First of all, I should start out by sending a big shout out to Mr. Len from the group Roosevelt Franklin, who showed up in the comments of my post yesterday about his free rap album Bare Food and offered what prominent hip-hop journalist Oliver Wang likes to refer to as “context.”

Thanks, Lenny.

I was a big fan of Company Flow as a child, and once reviewed a solo album (er, shameless repackaging of Funcrusher Plus) he did on my own site way back in its infancy. Never would I have guessed he would actually have the free time to comment on one of my posts.

I suppose that’s the magic of the Internet.

Moving on, a question was recently put forth by one of my esteemed colleagues as to why shitty southern rap – crap hop, if you will – is currently dominating other forms of hip-hop commercially. It was suggested this might have something to do with unity between southern artists.

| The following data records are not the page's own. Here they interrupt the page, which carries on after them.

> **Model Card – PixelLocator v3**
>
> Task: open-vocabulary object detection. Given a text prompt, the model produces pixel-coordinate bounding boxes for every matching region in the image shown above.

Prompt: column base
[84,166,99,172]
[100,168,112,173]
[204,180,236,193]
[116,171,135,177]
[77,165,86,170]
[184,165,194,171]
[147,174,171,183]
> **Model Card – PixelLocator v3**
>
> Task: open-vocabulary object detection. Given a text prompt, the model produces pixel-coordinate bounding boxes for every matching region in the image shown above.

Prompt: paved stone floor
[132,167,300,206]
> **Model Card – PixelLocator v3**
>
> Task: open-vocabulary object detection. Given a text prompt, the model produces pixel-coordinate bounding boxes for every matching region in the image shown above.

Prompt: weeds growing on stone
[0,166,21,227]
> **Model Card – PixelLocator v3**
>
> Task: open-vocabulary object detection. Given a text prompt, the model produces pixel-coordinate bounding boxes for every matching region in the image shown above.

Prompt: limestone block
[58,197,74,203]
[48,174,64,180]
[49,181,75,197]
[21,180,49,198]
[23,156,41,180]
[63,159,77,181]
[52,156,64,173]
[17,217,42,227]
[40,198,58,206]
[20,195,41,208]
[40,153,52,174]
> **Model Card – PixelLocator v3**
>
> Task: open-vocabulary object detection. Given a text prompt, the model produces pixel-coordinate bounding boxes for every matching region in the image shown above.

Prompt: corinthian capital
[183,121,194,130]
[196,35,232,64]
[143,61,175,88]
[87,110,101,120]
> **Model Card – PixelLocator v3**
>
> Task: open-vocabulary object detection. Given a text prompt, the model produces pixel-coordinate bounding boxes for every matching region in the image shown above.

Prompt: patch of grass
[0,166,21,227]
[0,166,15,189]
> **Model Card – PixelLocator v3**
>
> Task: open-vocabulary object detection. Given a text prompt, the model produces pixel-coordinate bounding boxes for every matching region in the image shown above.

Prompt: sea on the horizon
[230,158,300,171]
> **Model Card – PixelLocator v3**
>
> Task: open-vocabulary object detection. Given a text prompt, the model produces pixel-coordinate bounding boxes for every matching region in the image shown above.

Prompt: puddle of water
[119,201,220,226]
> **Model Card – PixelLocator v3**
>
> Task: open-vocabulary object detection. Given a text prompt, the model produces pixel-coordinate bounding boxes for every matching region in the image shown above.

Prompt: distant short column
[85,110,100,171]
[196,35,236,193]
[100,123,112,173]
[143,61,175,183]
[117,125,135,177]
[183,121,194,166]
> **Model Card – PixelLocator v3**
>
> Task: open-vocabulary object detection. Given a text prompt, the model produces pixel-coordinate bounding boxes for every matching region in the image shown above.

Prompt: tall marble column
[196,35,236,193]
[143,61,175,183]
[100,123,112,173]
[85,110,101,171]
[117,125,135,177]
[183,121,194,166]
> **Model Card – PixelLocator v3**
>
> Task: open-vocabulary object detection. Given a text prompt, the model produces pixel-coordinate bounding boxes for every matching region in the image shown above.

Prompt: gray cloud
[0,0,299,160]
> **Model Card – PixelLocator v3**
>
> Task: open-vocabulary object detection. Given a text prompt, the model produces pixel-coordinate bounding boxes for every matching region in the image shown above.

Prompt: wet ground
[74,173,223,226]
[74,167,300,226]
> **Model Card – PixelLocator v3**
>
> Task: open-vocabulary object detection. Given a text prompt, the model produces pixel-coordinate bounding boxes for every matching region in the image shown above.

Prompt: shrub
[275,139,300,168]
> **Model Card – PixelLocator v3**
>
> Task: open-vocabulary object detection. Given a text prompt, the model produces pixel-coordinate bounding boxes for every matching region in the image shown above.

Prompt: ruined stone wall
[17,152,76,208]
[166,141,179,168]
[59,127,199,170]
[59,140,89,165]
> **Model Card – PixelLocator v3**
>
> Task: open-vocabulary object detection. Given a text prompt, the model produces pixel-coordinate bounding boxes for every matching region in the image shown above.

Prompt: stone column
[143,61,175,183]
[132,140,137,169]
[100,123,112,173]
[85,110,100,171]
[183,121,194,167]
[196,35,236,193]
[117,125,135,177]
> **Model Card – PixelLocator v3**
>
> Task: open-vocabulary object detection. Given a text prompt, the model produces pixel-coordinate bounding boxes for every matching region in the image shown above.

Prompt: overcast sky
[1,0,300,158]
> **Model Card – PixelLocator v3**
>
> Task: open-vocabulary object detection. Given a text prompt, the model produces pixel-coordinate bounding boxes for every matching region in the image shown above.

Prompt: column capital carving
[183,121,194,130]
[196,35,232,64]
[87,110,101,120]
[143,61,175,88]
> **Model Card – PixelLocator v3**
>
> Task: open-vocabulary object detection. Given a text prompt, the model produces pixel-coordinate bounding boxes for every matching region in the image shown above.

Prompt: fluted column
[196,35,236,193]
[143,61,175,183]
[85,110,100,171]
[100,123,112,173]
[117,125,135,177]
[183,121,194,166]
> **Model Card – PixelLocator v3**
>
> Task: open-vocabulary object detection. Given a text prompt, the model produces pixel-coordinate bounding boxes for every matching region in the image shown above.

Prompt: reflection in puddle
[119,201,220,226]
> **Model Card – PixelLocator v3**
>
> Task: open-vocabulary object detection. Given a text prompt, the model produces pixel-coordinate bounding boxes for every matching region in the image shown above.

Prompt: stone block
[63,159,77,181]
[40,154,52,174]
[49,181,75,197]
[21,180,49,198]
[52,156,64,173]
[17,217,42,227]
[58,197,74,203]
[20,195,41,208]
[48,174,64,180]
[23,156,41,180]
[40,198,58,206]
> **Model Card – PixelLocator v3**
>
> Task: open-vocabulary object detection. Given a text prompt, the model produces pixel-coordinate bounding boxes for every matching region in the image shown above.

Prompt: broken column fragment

You see, a southern rapper, especially Bun B, will show up in a video for one of his fellow southern rappers. This shows that Bun B believes in his fellow crappers, and in turn causes today’s youth to go out and buy these albums. Because young people – the MySpace Generation, as scholars are calling them – have a keen sense of social connections.

New York rappers, meanwhile, do nothing but argue back and forth with one another as if they were a bunch of women. If I wanted to see dumb women argue all day, I’d work more hours at my low-paying job. Some of the girls there are rather attractive, and one has ridonkulously large boobs. And almost all of them happen to be in that perfect age range.

This seems a plausible enough theory, but I’d hasten to add that nothing goes on in hip-hop these days without Jimmy “Double Fantasy” Iovine – the real President of Def Jam – signing off on it. Southern hip-hop is on top right now primarily because the tall Israelis that run hip-hop put it there.

Think about it: Mike Jones rap, though it had been around since the mid ’60s, was just beginning to become a commercial force in early 2005. The Academy Award-winning film Hustle & Flow was in theaters no more than 5 months later. Common sense should tell us that the production cycle for the average Hollywood film is about 3 years.

Could it be that Mike Jones rap was part of some corporate marketing plan as early as 2001? SquareEnix’s incredible Final Fantasy XII has been in production since I was in the 11th grade. These things don’t just happen.

But that was last year. This year’s proverbial new ska is snap music, led by Dem Franchize Boyz, whose debut album We Got Our Own Thing is currently burning up the chats. Lo and behold, I go to the movie theater the other day to see Dave Chappelle’s Black Party, and damnit if there wasn’t a trailer for some Atlanta-based “gritty urban drama.”

I suppose that was just a coincidence.